100 Ghost Stories Counting Down To Halloween 2020 #84

 Some cases are frustrating and confusing and very hard to understand. Take, for instance, the single thirty-year-old female professor from U.H. who bought a house in Kapolei. She was quiet and kept to herself; at the most, she was cordial to her neighbors but did not make the extra effort to socialize. She occupied her home for less than a year until one quiet Sunday afternoon, one of the neighbors saw her body hanging from the branch of a tree in her backyard.
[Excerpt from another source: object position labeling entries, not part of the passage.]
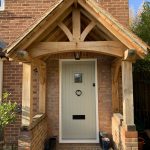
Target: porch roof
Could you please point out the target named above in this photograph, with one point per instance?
(129, 39)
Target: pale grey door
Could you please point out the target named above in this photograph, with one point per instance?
(78, 104)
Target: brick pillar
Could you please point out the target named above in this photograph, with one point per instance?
(129, 136)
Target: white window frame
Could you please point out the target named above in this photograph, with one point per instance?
(2, 5)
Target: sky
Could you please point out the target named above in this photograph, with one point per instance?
(135, 4)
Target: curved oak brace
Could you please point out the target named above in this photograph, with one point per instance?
(87, 30)
(66, 31)
(106, 47)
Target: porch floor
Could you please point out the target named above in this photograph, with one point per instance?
(78, 147)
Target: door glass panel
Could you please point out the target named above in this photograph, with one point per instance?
(78, 78)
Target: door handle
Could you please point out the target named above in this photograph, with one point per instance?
(78, 92)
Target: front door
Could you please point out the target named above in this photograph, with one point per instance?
(78, 103)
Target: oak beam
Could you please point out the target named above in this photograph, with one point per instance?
(115, 69)
(106, 47)
(130, 55)
(76, 24)
(27, 94)
(87, 30)
(57, 14)
(127, 93)
(66, 31)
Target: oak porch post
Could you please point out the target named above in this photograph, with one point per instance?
(42, 88)
(27, 94)
(127, 91)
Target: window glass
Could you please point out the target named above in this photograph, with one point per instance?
(1, 5)
(78, 77)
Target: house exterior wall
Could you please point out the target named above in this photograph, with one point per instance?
(12, 83)
(104, 91)
(14, 20)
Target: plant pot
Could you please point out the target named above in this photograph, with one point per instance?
(141, 143)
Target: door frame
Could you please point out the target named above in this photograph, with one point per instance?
(60, 100)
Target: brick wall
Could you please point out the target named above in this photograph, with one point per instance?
(19, 14)
(12, 78)
(123, 139)
(35, 137)
(104, 91)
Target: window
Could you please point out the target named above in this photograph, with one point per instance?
(1, 5)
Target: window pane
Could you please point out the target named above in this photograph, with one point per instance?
(78, 77)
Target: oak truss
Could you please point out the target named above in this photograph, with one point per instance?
(75, 30)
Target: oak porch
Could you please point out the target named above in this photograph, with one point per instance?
(77, 26)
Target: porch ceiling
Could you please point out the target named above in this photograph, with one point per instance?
(73, 26)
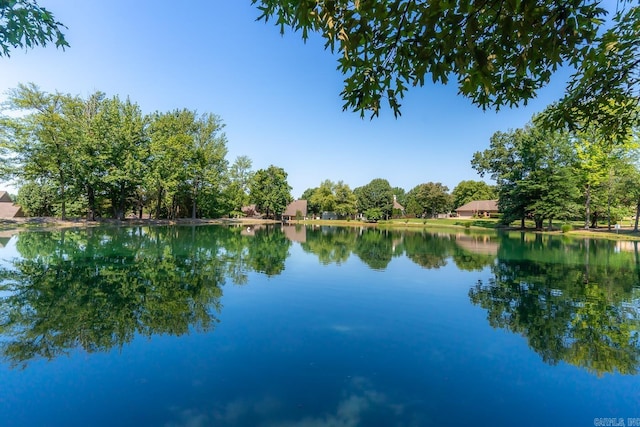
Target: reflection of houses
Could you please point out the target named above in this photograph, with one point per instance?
(478, 208)
(329, 215)
(295, 210)
(397, 206)
(250, 230)
(7, 208)
(295, 233)
(481, 245)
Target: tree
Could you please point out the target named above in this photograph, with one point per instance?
(500, 52)
(270, 191)
(604, 92)
(240, 176)
(468, 191)
(24, 24)
(45, 140)
(122, 149)
(428, 199)
(207, 164)
(345, 200)
(375, 195)
(311, 207)
(533, 168)
(171, 138)
(37, 199)
(324, 196)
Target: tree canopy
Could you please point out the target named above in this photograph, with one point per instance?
(25, 24)
(500, 52)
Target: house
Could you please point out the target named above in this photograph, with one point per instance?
(295, 210)
(250, 211)
(7, 208)
(478, 208)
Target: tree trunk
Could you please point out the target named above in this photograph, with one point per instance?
(91, 196)
(587, 207)
(159, 206)
(121, 202)
(538, 222)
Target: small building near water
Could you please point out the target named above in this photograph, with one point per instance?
(478, 208)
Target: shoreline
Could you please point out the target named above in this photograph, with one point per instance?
(15, 225)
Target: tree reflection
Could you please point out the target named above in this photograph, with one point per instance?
(330, 244)
(97, 289)
(582, 314)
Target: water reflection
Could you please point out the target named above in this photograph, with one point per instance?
(575, 301)
(578, 302)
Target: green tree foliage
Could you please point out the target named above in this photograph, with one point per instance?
(187, 162)
(345, 200)
(324, 196)
(37, 199)
(311, 207)
(240, 176)
(468, 191)
(500, 52)
(377, 195)
(25, 24)
(331, 197)
(533, 168)
(375, 248)
(428, 199)
(104, 157)
(118, 155)
(270, 191)
(598, 160)
(45, 140)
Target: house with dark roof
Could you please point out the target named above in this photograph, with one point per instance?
(250, 211)
(7, 208)
(478, 208)
(295, 210)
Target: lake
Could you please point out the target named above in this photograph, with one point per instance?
(325, 326)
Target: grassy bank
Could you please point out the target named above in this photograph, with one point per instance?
(485, 224)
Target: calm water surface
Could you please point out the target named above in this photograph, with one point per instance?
(196, 326)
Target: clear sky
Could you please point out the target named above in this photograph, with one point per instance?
(278, 97)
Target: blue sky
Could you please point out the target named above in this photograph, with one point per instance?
(278, 96)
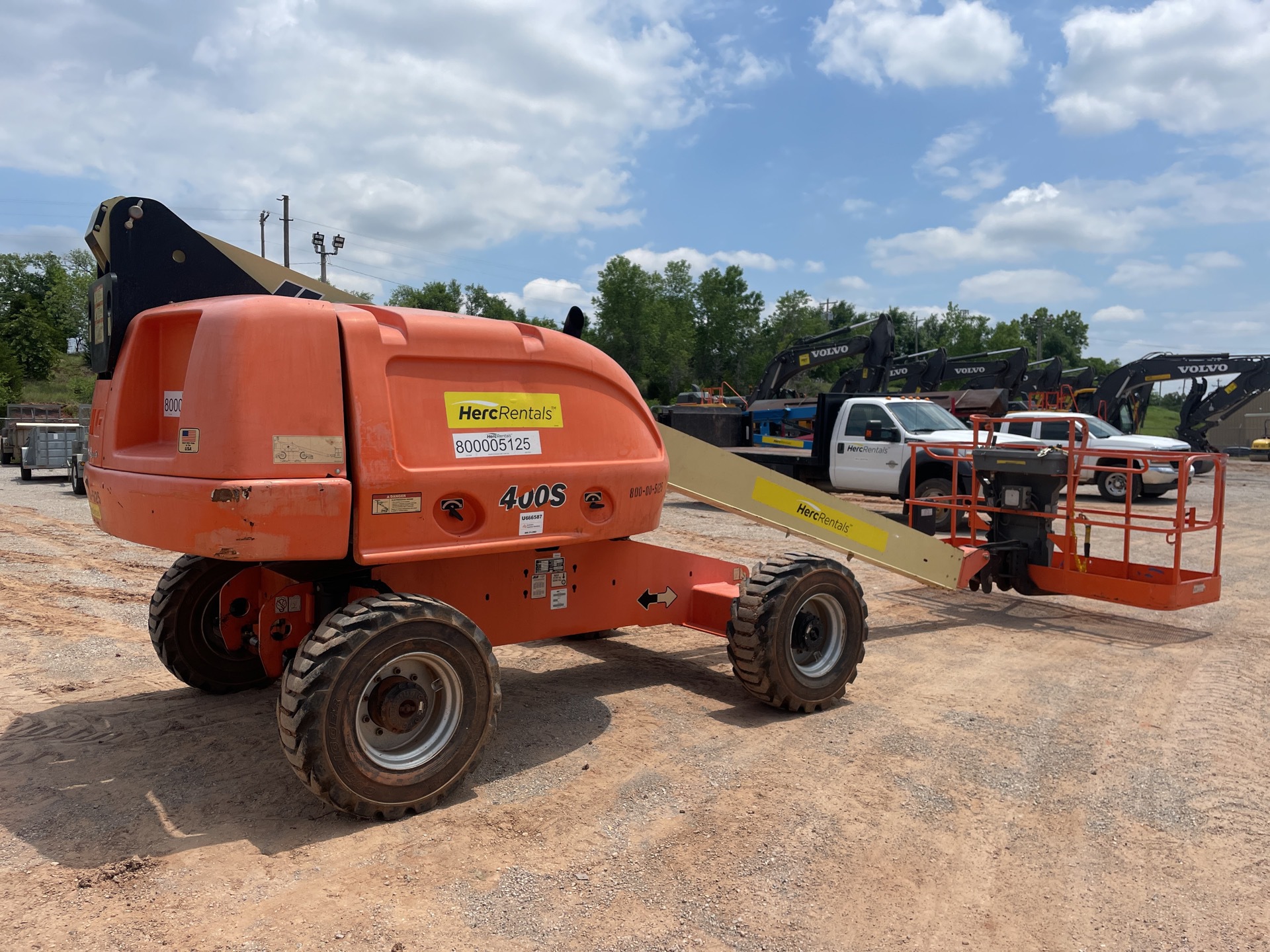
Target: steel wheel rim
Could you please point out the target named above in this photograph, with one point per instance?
(820, 635)
(422, 673)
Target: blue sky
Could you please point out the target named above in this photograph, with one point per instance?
(1113, 159)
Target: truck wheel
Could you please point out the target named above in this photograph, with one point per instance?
(388, 705)
(186, 629)
(1111, 485)
(798, 631)
(937, 487)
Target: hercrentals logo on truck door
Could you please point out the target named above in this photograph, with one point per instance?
(486, 411)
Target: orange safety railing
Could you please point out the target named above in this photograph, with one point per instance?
(1074, 571)
(1061, 399)
(713, 395)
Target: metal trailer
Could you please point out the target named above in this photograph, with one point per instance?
(48, 446)
(79, 451)
(12, 438)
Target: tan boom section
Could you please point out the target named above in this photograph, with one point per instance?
(747, 489)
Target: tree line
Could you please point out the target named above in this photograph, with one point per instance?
(668, 328)
(44, 303)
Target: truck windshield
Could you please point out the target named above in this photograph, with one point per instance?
(1100, 428)
(923, 418)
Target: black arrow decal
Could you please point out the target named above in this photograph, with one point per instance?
(665, 598)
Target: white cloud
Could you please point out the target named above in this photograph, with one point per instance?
(981, 175)
(1023, 223)
(42, 238)
(1188, 65)
(549, 298)
(742, 67)
(1214, 259)
(1028, 286)
(1159, 276)
(700, 260)
(444, 125)
(949, 146)
(1118, 314)
(872, 41)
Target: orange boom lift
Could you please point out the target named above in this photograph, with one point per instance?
(371, 498)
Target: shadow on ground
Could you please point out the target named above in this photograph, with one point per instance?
(93, 782)
(952, 610)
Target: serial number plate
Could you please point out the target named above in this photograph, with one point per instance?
(472, 444)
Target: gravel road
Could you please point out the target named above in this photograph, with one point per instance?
(1006, 774)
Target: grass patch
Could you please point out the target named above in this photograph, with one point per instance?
(70, 382)
(1161, 422)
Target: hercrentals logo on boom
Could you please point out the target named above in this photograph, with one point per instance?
(810, 512)
(506, 411)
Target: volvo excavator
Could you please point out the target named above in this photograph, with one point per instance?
(1123, 397)
(370, 499)
(808, 353)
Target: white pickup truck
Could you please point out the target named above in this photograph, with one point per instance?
(1053, 429)
(863, 444)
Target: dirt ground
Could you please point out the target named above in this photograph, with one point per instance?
(1006, 774)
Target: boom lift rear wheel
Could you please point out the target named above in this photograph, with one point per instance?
(798, 633)
(186, 629)
(389, 703)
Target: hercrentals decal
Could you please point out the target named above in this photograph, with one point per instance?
(507, 411)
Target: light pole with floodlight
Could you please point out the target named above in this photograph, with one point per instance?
(320, 248)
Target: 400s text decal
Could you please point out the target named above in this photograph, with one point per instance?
(534, 496)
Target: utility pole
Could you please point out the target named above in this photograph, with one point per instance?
(320, 248)
(286, 230)
(263, 216)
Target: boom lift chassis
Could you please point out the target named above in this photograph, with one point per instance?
(389, 683)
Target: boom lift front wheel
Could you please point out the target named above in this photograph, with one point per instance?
(389, 703)
(186, 629)
(798, 631)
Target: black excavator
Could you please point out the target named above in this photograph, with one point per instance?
(1203, 409)
(1040, 377)
(806, 353)
(913, 374)
(1123, 397)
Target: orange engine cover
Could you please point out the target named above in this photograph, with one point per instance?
(265, 428)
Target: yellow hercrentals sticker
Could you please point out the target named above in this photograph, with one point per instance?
(840, 524)
(503, 411)
(784, 442)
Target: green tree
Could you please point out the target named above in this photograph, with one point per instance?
(11, 377)
(624, 320)
(795, 315)
(34, 315)
(69, 281)
(1062, 335)
(728, 320)
(433, 296)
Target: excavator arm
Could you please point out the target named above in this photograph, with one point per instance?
(1202, 411)
(812, 352)
(1122, 397)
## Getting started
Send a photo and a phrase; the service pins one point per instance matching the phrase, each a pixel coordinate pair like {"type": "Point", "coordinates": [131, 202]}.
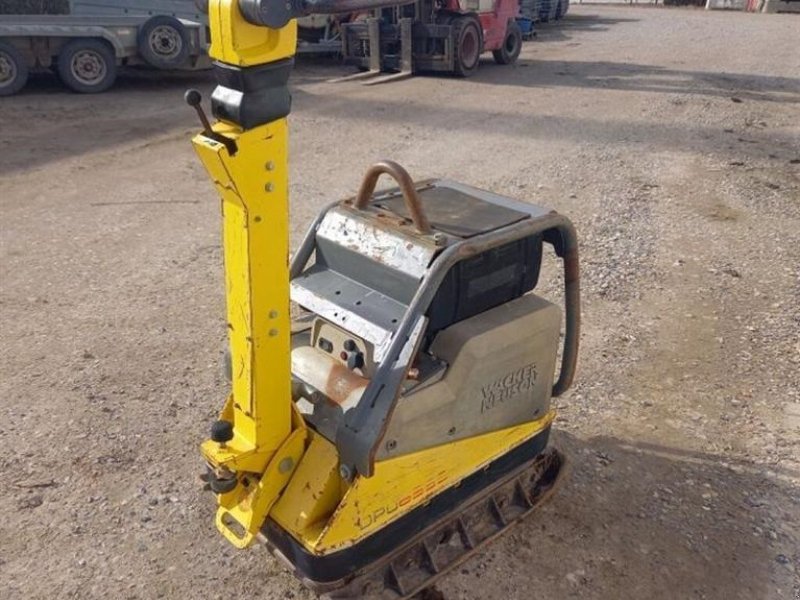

The authorities came and removed her from the tree, and it seemed that no one came to show an interest in the house for quite a while after. In the meantime, all the neighbors who lived on the block would report a strange knock on their door that would not stop until someone answered. When they did, they would find a pair of red-colored flats placed neatly on the front of the doorstep. They were sized for someone petite, but since no one knew who the red flats belonged to and most of the people who lived on that street were superstitious, they got rid of the flats and put in the garbage for pick up. However, the knocking on each door would continue, and in every instance when someone answered, they would find the red flats on their doorstep. The word about the unusual activity then spread one block over. Everyone one on the next block who heard the strange knock would turn the volume up on their T.V. and ignore the rapping on their front door. To everyone's horror, they would find the pair of red flats on their back steps and sometimes at the foot of their garage door. Not every home had a pair of red flats that appeared simultaneously but individually as if it's the owner would choose specific homes to leave their personal footwear. People in the area began to sprinkle blessed salt around the parameter of their homes, but the activity did not stop.


One household called a Filipino Albularyo or a witch doctor or healer in regards to the pair of red flats appearing more frequently on their own front doorstep. When the Albularyo arrived at the home of the anonymous Filipino family, it was said that the knocking on the door of the house took place immediately. The old Filipina answered the front door herself and saw the pair of red footwear on the front steps of the family's home. She closed the door quickly and gathered the family in the kitchen and began to tell them that the red colored flats were the last thing worn by a woman who hung herself to death on the very same street where the family lived. But that the flats did not belong to her, it belonged to another woman who took them off before she jumped to her death from the old manager's drive overpass in Waipahu. That woman who jumped to her death was a real estate agent who found the very same red flats in a condominium which she was showing to a client. That condominium happened to be the Contessa on old Wai'alae Avenue. The Albularyo lamented that the curse of the red flats goes so far back that she could not rightly identify the original owner. The best the family could do was to ignore it until it went away, for anyone woman who put on the red flats would surely take her own life.


I can't tell you the exact location of the home in Kapolei, but I can tell you that it's in an area where a lot of tragic car accidents have happened as of late.